Some people think that reverse factoring is the same as invoice factoring, but both are different from each other in various aspects. Reverse factoring helps in funding invoices for the suppliers. It can be seen as a downstream funding approach rather than an upstream approach, i.e., funding buyer invoices, as it is seen in traditional factoring. Because of this reason, reverse factoring is also called supply chain factoring.

Invoice factoring is useful where a company requires cash and can obtain an advance on its invoices with the help of a factoring company. The company which opts for raising funds with the involvement of the factoring company then should advance a certain percentage of the invoices’ value to the factoring company.

Reverse factoring or supply chain finance works in the opposite direction of invoice factoring. Rather than using a company factoring customer invoices, it factors supplier invoices. Reverse factoring is a creditor remedy for the companies opting for it.

Reverse factoring helps the suppliers to be paid rapidly for a payment that is taken care of between large retailers and banks.

Types of reverse factoring include:

  • Cash flow from the business or lenders
  • Bill funding
  • Bill discounting
  • Import factoring
  • Structured funds

Here are a few advantages of reverse factoring:-

  • Usually, reserve factoring is an easy system set up, which includes lower costs involved for the supplier. The reason is due to the funders taking credit risk on the vast corporate compared to the minor supplier. The financier behind a scheme may also charge the supplier a couple of per cent of their funding line, to join the reverse factoring scheme.

  • The availability of reverse factoring means that it can provide significant funds to previously unapproachable companies. Rising suppliers can accept funding quickly, which helps to boost their expansion and prevent any possible bankruptcy situations in the future. It is also seen that reverse factoring can be adequate than formal factoring agreements.
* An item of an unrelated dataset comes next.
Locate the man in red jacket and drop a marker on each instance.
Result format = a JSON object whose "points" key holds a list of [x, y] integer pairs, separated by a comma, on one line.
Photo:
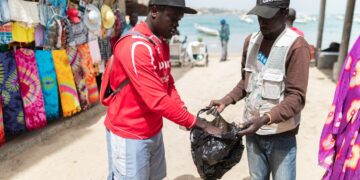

  • Reverse factoring functions where a funder stands deals with the company and its suppliers; it has the responsibility to fund the company’s invoices from suppliers at a rapid rate given by a company that too in exchange for a discount.

  • Formal factoring works on the basis that businesses can obtain finance from their receivables. On the contrary, reverse factoring or supply chain financing is a result where the buyer encourages his suppliers by funding on their receivables utilizing a more adaptable method at a lower interest rate than offered outside.

The key advantages of reverse factoring are:-

  • The funders liability is mainly focused on substantial creditworthy companies,

  • This shows that the funder need not worry about any fraud or scheming of the invoices.

  • There should be transparency among all the parties about knowing when they will receive the revenue, which avoids massive or unnecessary delays.

  • Conflicts can be neglected as if both sides have agreed on the bill.

  • Helpful in reducing the supplier’s cash flow along with this, it manages invoices appropriately.